Dietary spermidine improves cognitive function
Publication from Health
Bioanalytik und Metabolomics
Sabrina Schroeder, Sebastian J Hofer, Andreas Zimmermann, Raimund Pechlaner, Christopher Dammbrueck, Tobias Pendl, G Mark Marcello, Viktoria Pogatschnigg, Martina Bergmann, Melanie Müller, Verena Gschiel, Selena Ristic, Jelena Tadic, Keiko Iwata, Gesa Richter, Aitak Farzi, Muammer Üçal, Ute Schäfer, Michael Poglitsch, Philipp Royer, Ronald Mekis, Marlene Agreiter, Regine C Tölle, Péter Sótonyi, Johann Willeit, Barbara Mairhofer, Helga Niederkofler, Irmgard Pallhuber, Gregorio Rungger, Herbert Tilg, Michaela Defrancesco, Josef Marksteiner, Frank Sinner, Christoph Magnes, Thomas R Pieber, Peter Holzer, Guido Kroemer, Didac Carmona-Gutierrez, Luca Scorrano, Jörn Dengjel, Tobias Madl, Simon Sedej, Stephan J Sigrist, Bence Rácz, Stefan Kiechl, Tobias Eisenberg, Frank Madeo
Cell Reports , 4/2021
Decreased cognitive performance is a hallmark of brain aging, but the underlying mechanisms and potential therapeutic avenues remain poorly understood. Recent studies have revealed health-protective and lifespan-extending effects of dietary spermidine, a natural autophagy-promoting polyamine. Here, we show that dietary spermidine passes the blood-brain barrier in mice and increases hippocampal eIF5A hypusination and mitochondrial function. Spermidine feeding in aged mice affects behavior in homecage environment tasks, improves spatial learning, and increases hippocampal respiratory competence. In a Drosophila aging model, spermidine boosts mitochondrial respiratory capacity, an effect that requires the autophagy regulator Atg7 and the mitophagy mediators Parkin and Pink1. Neuron-specific Pink1 knockdown abolishes spermidine-induced improvement of olfactory associative learning.

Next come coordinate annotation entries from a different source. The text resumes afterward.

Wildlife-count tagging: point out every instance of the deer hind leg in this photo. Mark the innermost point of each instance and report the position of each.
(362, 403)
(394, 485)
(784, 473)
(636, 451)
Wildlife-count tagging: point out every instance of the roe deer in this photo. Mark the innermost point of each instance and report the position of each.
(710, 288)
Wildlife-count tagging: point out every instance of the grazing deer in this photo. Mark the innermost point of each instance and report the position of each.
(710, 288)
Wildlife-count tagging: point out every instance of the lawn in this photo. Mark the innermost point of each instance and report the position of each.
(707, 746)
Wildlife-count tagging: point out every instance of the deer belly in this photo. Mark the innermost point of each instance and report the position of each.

This suggests that the maintenance of mitochondrial and autophagic function is essential for enhanced cognition by spermidine feeding. Finally, we show large-scale prospective data linking higher dietary spermidine intake with a reduced risk for cognitive impairment in humans.
Keywords: Pink1; aging; autophagy; cognitive function; dietary spermidine; memory; mitochondria; mitophagy.